Ein Super-Recognizer der Bundespolizei identifizierte einen Tatverdächtigen, der einem Reisenden das Mobiltelefon und die Geldbörse gestohlen hatte.

Foto: Depositphotos

Bremen (ost)

Hauptbahnhof Bremen, 10. August 2026 / 18:10 Uhr

Circa zwei Monate nach einem Diebstahl im Hauptbahnhof konnte der Super-Recognizer der Bremer Bundespolizei erfolgreich einen bisher unbekannten Verdächtigen identifizieren. Am frühen Montagabend hatte der verdeckte Ermittler, der über eine ausgezeichnete Fähigkeit zur Gesichtserkennung verfügt, den jungen Mann am Hauptbahnhof gesehen.
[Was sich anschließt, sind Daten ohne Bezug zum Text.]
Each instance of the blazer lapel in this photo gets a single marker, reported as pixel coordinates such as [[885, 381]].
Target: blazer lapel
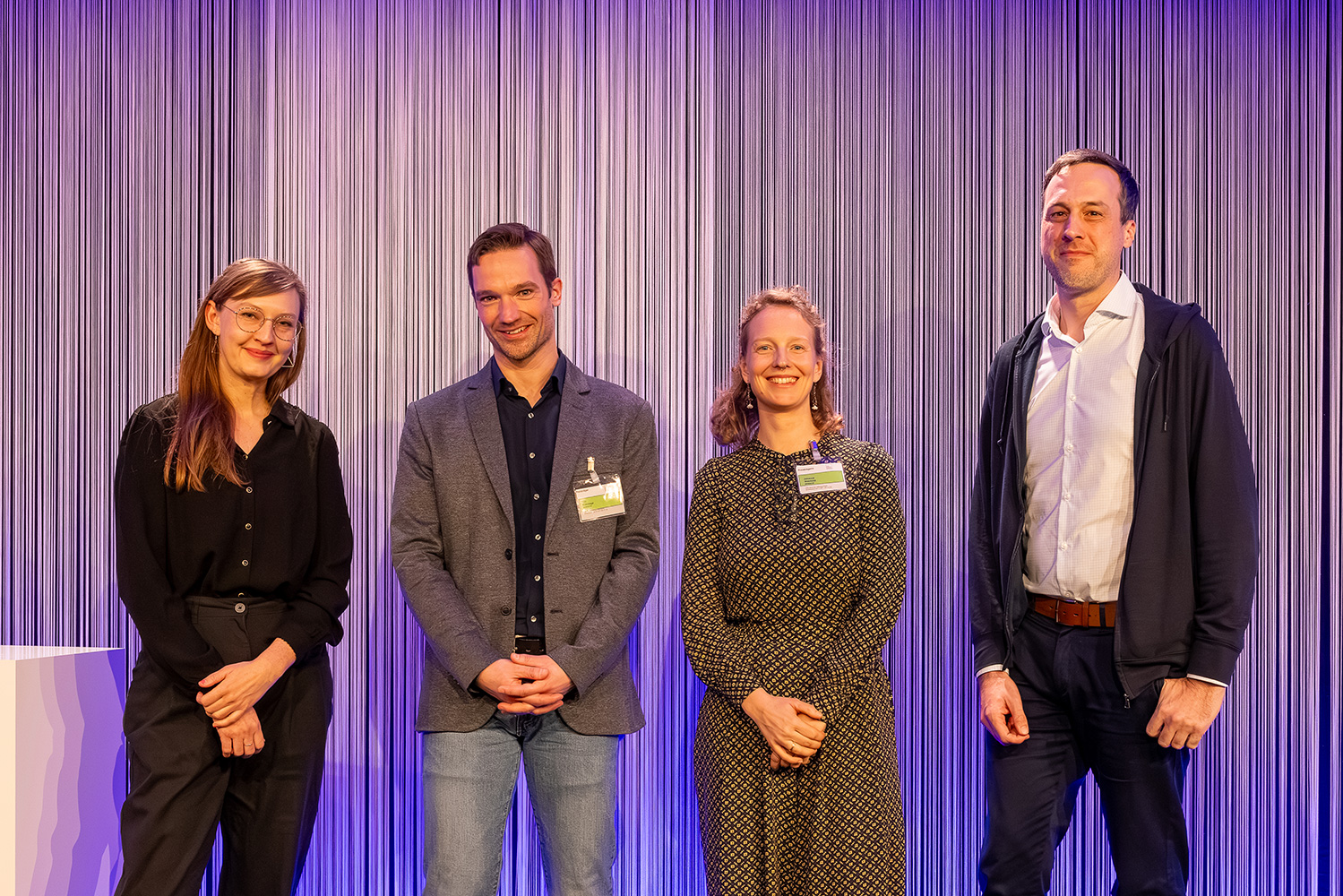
[[484, 416], [568, 441]]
Dem 19-Jährigen wird vorgeworfen, Mitte Juni einem Reisenden aus Essen sein Mobiltelefon und seine Geldbörse gestohlen zu haben. Nachdem das Opfer in den Metronom nach Hamburg gestiegen war, bemerkte es das Fehlen seiner Sachen und erstattete Anzeige bei der Bundespolizei. Die Beamten sicherten sofort die Aufnahmen der Überwachungskameras und konnten einen Verdächtigen identifizieren. Die Fahndung nach dem unbekannten jungen Mann blieb zunächst erfolglos.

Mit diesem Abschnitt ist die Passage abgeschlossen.